The technology has been trained to identify certain types of objects that it knows by comparing objects in a video to examples it already has. The system can be trained to identify new objects in a video so long as it is larger than 30 pixels in size. It is capable of identifying human faces as well.
Currently, the system is scanning videos uploaded to YouTube, Veoh, Meta Café, Google Video and DailyMotion.
Los Angeles-based Auditude is another company that offers a video-matching service through a patented fingerprinting technology. The company announced Nov. 3 a partnership with social network MySpace and Viacom’s MTV Networks that will allow MTV to advertise in user-uploaded videos.
“We provide our fingerprinting technology married to an ad platform to enable widely distributed media monetization,” says Adam Cahan, president and CEO of Auditude. “We manage official content distribution to ensure ads follow the videos as well as the audience syndicated piece.”

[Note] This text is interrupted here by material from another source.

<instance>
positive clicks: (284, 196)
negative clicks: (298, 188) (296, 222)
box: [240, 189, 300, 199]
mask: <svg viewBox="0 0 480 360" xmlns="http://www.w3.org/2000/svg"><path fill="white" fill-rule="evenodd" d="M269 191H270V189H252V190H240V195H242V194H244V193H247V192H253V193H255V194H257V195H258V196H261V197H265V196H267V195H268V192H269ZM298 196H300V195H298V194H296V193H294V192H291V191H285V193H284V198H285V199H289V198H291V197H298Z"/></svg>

Auditude scours the Web for user-generated content and has examined more than one billion minutes of video so far, Cahan says. The firm also sidesteps the issue of copyright holders providing a reference file by fingerprinting programs broadcast on television, giving the company the largest index of professional content in the world.
As for Karpenko, the Toronto student says he has no interest in starting up his own video Web site. But he is interested in approaching YouTube about his system after he completes his masters’ degree.